Amidst a sea of fallen comrades, facing almost certain death at the hands of an incomprehensible foe, Staff Sgt. Michael Nantz (Aaron Eckhart) gets inches from the face of Cpl. Jason Lockett (Cory Hardrict) and begins to bellow a five-minute rant without missing a single military cliché. Seemingly exhausted by covering every base from “good men died out there” to “Marines don’t quit,” Nantz pauses, looks right at the camera and says “But none of that matters.” Probably not the best thing to say after the most significant, albeit ridiculous, dialogue spoken in an entire movie. But at least he was honest.
Battle: Los Angeles is a lumbering beast. It is a juggernaut with the brains of a glue-sniffer, a mongoloid mash-up of every conceivable cinematic military trope with the added wrinkle of an alien invasion. Also, it’s kind of awesome … so long as nobody’s talking or acting.
This is not a joke or hyperbole: Had writer Christopher Bertolini eliminated all but the incidental dialogue (as in “Get down” or “We have to go to that place over there to do that thing”), this would have been a near-perfect film. Alas, we are treated to such rich characters as “the one with the pregnant wife,” “the one who is getting married,” “the virgin,” “the old guy who has had enough of this shit,” “the one whose last mission went bad” and, of course, “the girl.” It’s enough to make one yearn for the wacky chutzpah of Starship Troopers .

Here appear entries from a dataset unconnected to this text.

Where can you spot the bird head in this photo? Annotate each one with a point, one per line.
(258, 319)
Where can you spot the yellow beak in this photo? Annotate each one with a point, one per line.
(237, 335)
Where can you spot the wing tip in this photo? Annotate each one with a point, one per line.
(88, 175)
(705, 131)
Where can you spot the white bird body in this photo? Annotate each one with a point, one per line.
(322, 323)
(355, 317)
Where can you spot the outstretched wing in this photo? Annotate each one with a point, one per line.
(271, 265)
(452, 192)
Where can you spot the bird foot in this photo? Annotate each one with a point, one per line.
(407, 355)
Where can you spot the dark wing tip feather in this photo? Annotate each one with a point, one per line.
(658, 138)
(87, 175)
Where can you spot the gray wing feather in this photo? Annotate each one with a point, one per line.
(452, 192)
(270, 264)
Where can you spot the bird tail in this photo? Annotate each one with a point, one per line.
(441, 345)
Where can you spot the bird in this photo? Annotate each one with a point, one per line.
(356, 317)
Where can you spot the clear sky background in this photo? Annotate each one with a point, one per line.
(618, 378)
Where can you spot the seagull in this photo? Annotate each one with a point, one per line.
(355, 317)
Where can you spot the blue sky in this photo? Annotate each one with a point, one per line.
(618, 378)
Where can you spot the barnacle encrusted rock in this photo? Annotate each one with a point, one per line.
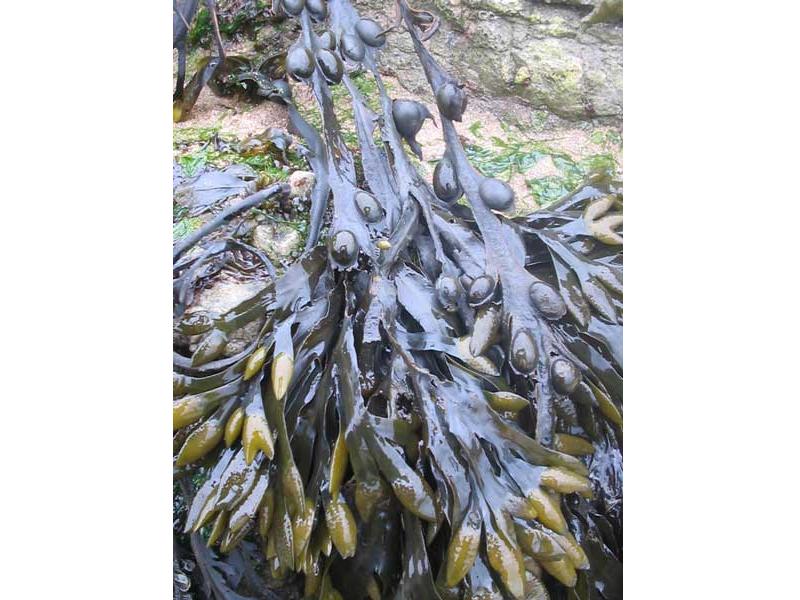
(550, 54)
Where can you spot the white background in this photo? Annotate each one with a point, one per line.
(711, 136)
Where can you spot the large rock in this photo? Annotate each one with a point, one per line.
(539, 52)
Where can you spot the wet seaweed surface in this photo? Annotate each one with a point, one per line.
(432, 407)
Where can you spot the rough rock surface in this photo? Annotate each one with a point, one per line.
(279, 241)
(537, 51)
(222, 295)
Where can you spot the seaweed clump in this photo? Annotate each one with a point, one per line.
(432, 407)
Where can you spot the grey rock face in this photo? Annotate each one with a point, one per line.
(539, 52)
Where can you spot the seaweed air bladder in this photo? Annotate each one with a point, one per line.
(432, 407)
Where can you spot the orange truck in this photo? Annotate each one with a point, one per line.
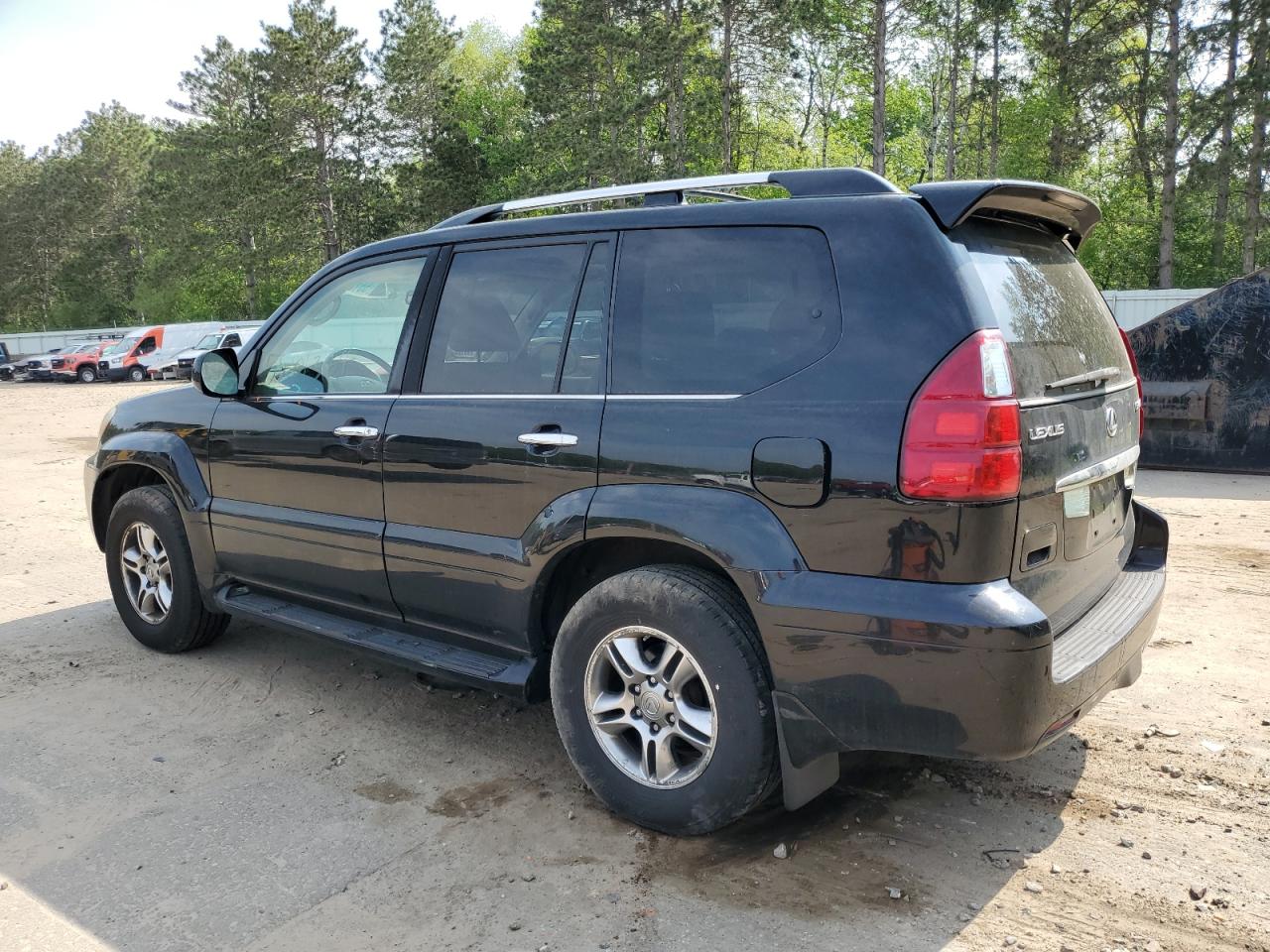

Tantalizingly beginning in the middle of combat before pulling back to set up characters whose names we will never bother to learn, Battle: Los Angeles ’ plot is Netflix blurb paradise. Aliens fall out of the sky and blow stuff up. The military shoots at them and hopes for the best. Seriously, there is no nuance here, as the plot moves from “run over here” to “run over there” before settling on “now blow up that thing.”
And it mostly works! Honest. Hoo-rahs are due to director Jonathan Liebesman, who delivers the most riveting and explosive action set pieces in years. (Alprazolam) Relentless in nature and epic in scope, the eyes could not want for more. The ears and rapidly atrophying brain, on the other hand …
It’s not just that the acting is wretched — Eckhart seems to have caught Christian Bale’s head-cold voice from The Dark Knight, and Michelle Rodriguez has used her lifetime allotment of grimaces; and it’s not just that the dialogue is putrid. It’s that there’s no rational thought here. Why are extraterrestrials only here for our resources (specifically water) using bullets and not city-razing bombs? Why are the aliens designed like inside-out squids and yet wear humanoid exoskeletons? Why does every intergalactic conquering species have one giant gaping vulnerability (cough, Death Star, cough)?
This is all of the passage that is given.